Reputation: 75
Is there anyway to compare values within the same column of a pandas DataFrame?
The task at hand is something like this:
import pandas as pd
data = pd.DataFrame({"A": [0,-5,2,3,-3,-4,-4,-2,-1,5,6,7,3,-1]});
I need to find the maximum time (in indices) consecutive +/- values appear (Equivalently checking consecutive values because the sign can be encoded by True/False). The above data should yield 5 because there are 5 consecutive negative integers [-3,-4,-4,-2,-1]

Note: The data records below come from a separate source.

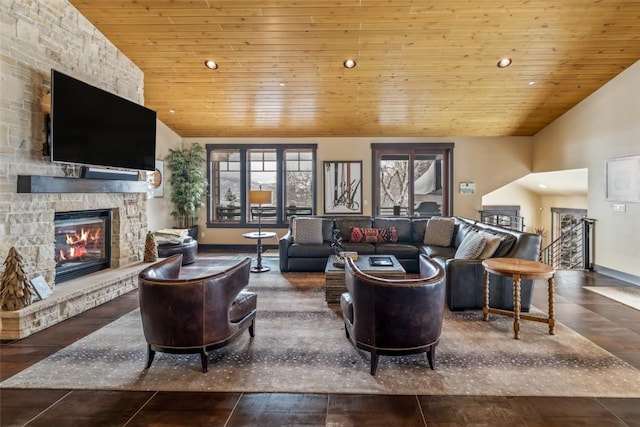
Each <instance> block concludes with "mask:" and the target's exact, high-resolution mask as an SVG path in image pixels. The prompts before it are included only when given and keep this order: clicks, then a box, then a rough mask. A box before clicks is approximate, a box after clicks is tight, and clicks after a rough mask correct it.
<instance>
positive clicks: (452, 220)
mask: <svg viewBox="0 0 640 427" xmlns="http://www.w3.org/2000/svg"><path fill="white" fill-rule="evenodd" d="M454 226H455V221H454V219H453V218H446V217H441V216H434V217H431V218H429V221H428V222H427V227H426V229H425V231H424V244H425V245H433V246H444V247H448V246H450V245H451V238H452V237H453V228H454Z"/></svg>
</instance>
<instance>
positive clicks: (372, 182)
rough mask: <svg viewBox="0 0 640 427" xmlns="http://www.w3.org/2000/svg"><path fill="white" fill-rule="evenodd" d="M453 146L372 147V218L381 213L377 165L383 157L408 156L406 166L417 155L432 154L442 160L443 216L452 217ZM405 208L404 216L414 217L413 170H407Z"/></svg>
mask: <svg viewBox="0 0 640 427" xmlns="http://www.w3.org/2000/svg"><path fill="white" fill-rule="evenodd" d="M454 146H455V144H454V143H452V142H451V143H430V142H424V143H379V144H378V143H376V144H371V183H372V185H371V200H372V204H371V212H372V214H373V215H374V216H393V215H382V214H381V213H380V203H381V201H380V191H379V189H380V161H381V158H382V155H385V154H402V155H409V164H410V165H413V164H415V163H414V162H415V156H416V154H434V155H441V156H442V209H441V210H442V213H441V215H442V216H451V215H452V214H453V149H454ZM408 181H409V186H410V188H409V190H408V206H409V208H410V210H409V212H407V216H414V212H413V209H414V205H415V203H414V188H413V183H414V181H415V179H414V170H413V167H411V168H410V169H409V180H408Z"/></svg>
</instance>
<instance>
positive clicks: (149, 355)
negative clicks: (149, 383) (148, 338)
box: [145, 344, 156, 369]
mask: <svg viewBox="0 0 640 427" xmlns="http://www.w3.org/2000/svg"><path fill="white" fill-rule="evenodd" d="M155 355H156V352H155V350H151V344H147V366H146V368H145V369H149V368H150V367H151V363H152V362H153V358H154V357H155Z"/></svg>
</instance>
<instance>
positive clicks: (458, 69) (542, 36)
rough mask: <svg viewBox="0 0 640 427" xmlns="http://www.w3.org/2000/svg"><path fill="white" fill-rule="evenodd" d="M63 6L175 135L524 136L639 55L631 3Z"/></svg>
mask: <svg viewBox="0 0 640 427" xmlns="http://www.w3.org/2000/svg"><path fill="white" fill-rule="evenodd" d="M70 1H71V3H72V4H73V5H74V6H75V7H76V8H77V9H78V10H79V11H80V12H81V13H82V14H83V15H84V16H86V17H87V18H88V19H89V20H90V21H91V22H92V23H93V24H94V25H95V26H96V27H97V28H98V29H99V30H100V31H101V32H102V33H104V34H105V35H106V37H107V38H109V39H110V40H111V41H112V42H113V43H114V44H115V45H116V46H117V47H118V48H119V49H120V50H121V51H122V52H123V53H124V54H125V55H127V56H128V57H129V58H130V59H131V60H132V61H133V62H134V63H135V64H137V65H138V66H139V67H140V68H141V69H142V71H143V72H144V76H145V77H144V79H145V89H144V92H145V104H146V105H147V106H148V107H150V108H152V109H154V110H156V111H157V112H158V117H159V119H160V120H162V121H163V122H164V123H165V124H167V125H168V126H169V127H171V128H172V129H173V130H175V131H176V132H177V133H178V134H180V135H181V136H183V137H195V136H229V137H238V136H244V137H314V136H315V137H338V136H507V135H533V134H535V133H536V132H538V131H539V130H540V129H542V128H543V127H545V126H546V125H547V124H549V123H550V122H551V121H553V120H554V119H556V118H558V117H559V116H560V115H562V114H563V113H564V112H565V111H567V110H569V109H570V108H571V107H573V106H574V105H576V104H577V103H578V102H580V101H581V100H583V99H584V98H585V97H587V96H588V95H589V94H591V93H592V92H594V91H595V90H596V89H598V88H599V87H601V86H602V85H603V84H605V83H606V82H607V81H609V80H610V79H611V78H613V77H614V76H616V75H617V74H619V73H620V72H621V71H623V70H624V69H625V68H627V67H629V66H630V65H631V64H633V63H634V62H635V61H637V60H638V59H639V58H640V1H632V0H618V1H613V0H510V1H505V0H446V1H444V0H318V1H313V0H255V1H254V0H172V1H162V0H70ZM505 56H506V57H510V58H511V59H512V60H513V64H512V65H511V66H510V67H508V68H505V69H500V68H498V67H497V66H496V63H497V62H498V60H499V59H500V58H502V57H505ZM347 58H353V59H355V60H356V61H357V66H356V67H355V68H353V69H345V68H344V67H343V61H344V60H345V59H347ZM207 59H213V60H215V61H216V62H217V63H218V64H219V68H218V69H217V70H215V71H212V70H209V69H207V68H205V67H204V65H203V63H204V61H205V60H207ZM171 111H174V112H171Z"/></svg>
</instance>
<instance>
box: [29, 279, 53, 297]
mask: <svg viewBox="0 0 640 427" xmlns="http://www.w3.org/2000/svg"><path fill="white" fill-rule="evenodd" d="M29 282H30V283H31V287H32V288H33V290H34V291H35V292H36V295H37V296H38V298H39V299H41V300H43V299H47V298H49V297H50V296H51V294H53V291H51V288H50V287H49V285H48V284H47V281H46V280H44V277H42V276H38V277H34V278H33V279H31V280H30V281H29Z"/></svg>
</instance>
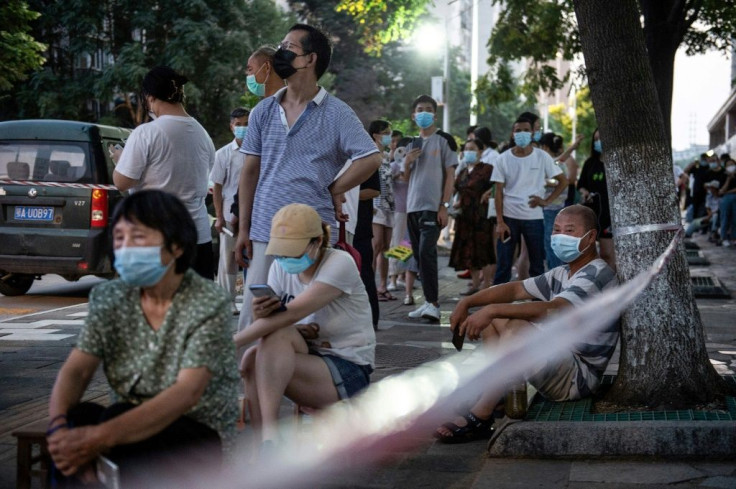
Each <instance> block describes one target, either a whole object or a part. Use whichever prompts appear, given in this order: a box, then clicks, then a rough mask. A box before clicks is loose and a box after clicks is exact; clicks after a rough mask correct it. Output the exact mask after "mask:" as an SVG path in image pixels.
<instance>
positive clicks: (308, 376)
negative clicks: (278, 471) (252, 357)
mask: <svg viewBox="0 0 736 489" xmlns="http://www.w3.org/2000/svg"><path fill="white" fill-rule="evenodd" d="M255 365H256V369H255V370H256V375H255V378H256V386H257V389H258V402H259V404H260V410H261V416H262V423H263V427H262V430H263V431H262V439H263V440H264V441H265V440H274V439H276V437H277V435H278V430H277V426H276V425H277V422H278V413H279V405H280V404H281V397H282V396H283V395H284V394H286V395H287V396H289V397H290V398H292V399H293V400H294V401H296V402H298V403H300V404H305V405H307V406H309V407H317V408H319V407H323V406H326V405H328V404H330V403H332V402H335V401H337V400H338V395H337V389H336V388H335V386H334V384H333V382H332V377H331V376H330V371H329V369H328V368H327V365H326V364H325V363H324V360H322V359H321V358H319V357H317V356H314V355H309V352H308V348H307V343H306V342H305V341H304V338H302V336H301V335H300V334H299V332H298V331H297V330H296V329H295V328H291V327H287V328H282V329H280V330H278V331H275V332H274V333H271V334H270V335H267V336H265V337H263V338H262V339H261V343H260V345H259V346H258V352H257V355H256V363H255Z"/></svg>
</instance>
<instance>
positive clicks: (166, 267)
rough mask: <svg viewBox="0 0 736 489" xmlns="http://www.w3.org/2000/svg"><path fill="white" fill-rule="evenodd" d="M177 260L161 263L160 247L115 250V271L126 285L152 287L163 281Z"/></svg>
mask: <svg viewBox="0 0 736 489" xmlns="http://www.w3.org/2000/svg"><path fill="white" fill-rule="evenodd" d="M174 261H175V260H171V263H169V264H168V265H164V264H163V263H161V247H160V246H131V247H124V248H118V249H117V250H115V270H117V272H118V274H119V275H120V278H121V279H122V280H123V282H125V283H126V284H129V285H133V286H136V287H151V286H152V285H156V284H157V283H159V282H160V281H161V279H162V278H163V277H164V275H165V274H166V271H167V270H168V269H169V268H170V267H171V265H172V264H173V263H174Z"/></svg>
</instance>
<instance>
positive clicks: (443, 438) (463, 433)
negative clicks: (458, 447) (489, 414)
mask: <svg viewBox="0 0 736 489" xmlns="http://www.w3.org/2000/svg"><path fill="white" fill-rule="evenodd" d="M463 418H465V421H466V422H467V424H466V425H465V426H458V425H456V424H455V423H445V424H443V425H442V426H443V427H445V428H447V429H448V430H450V431H451V432H452V435H449V436H448V435H444V434H442V433H440V432H439V431H436V432H435V433H434V437H435V438H436V439H437V440H439V441H440V442H441V443H448V444H452V443H466V442H469V441H475V440H487V439H489V438H490V437H491V436H492V435H493V419H494V418H493V416H491V417H490V418H488V419H480V418H478V417H477V416H476V415H475V414H473V413H472V412H470V411H468V413H467V414H465V415H464V416H463Z"/></svg>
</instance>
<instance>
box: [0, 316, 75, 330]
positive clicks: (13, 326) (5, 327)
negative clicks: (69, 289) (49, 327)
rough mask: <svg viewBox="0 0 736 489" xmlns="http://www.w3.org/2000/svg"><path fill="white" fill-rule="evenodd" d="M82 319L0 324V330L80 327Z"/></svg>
mask: <svg viewBox="0 0 736 489" xmlns="http://www.w3.org/2000/svg"><path fill="white" fill-rule="evenodd" d="M82 325H84V320H83V319H41V320H39V321H33V322H32V323H9V322H8V323H0V330H4V329H36V328H43V327H45V326H82Z"/></svg>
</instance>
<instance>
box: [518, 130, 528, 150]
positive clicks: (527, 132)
mask: <svg viewBox="0 0 736 489" xmlns="http://www.w3.org/2000/svg"><path fill="white" fill-rule="evenodd" d="M514 143H516V145H517V146H519V147H522V148H526V147H527V146H529V145H530V144H532V133H530V132H526V131H523V132H515V133H514Z"/></svg>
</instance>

If possible, I was hoping to avoid using a loop because the number of data points in the column may very well exceed millions in order.
I've tried using data.A.rolling()
and it's variants, but can't seem to figure out any possible way to do this in a vectorized way.
Any suggestions?
Upvotes: 1
Views: 598
Reputation: 221504
Here's a NumPy approach that computes the max interval lengths for the positive and negative values -
def max_interval_lens(arr):
# Store mask of positive values
pos_mask = arr>=0
# Get indices of shifts
idx = np.r_[0,np.flatnonzero(pos_mask[1:] != pos_mask[:-1])+1, arr.size]
# Return max of intervals
lens = np.diff(idx)
s = int(pos_mask[0])
maxs = [0,0]
if len(lens)==1:
maxs[1-s] = lens[0]
else:
maxs = lens[1-s::2].max(), lens[s::2].max()
return maxs # Positive, negative max lens
Sample run -
In [227]: data
Out[227]:
A
0 0
1 -5
2 2
3 3
4 -3
5 -4
6 -4
7 -2
8 -1
9 5
10 6
11 7
12 3
13 -1
In [228]: max_interval_lens(data['A'].values)
Out[228]: (4, 5)
Upvotes: 2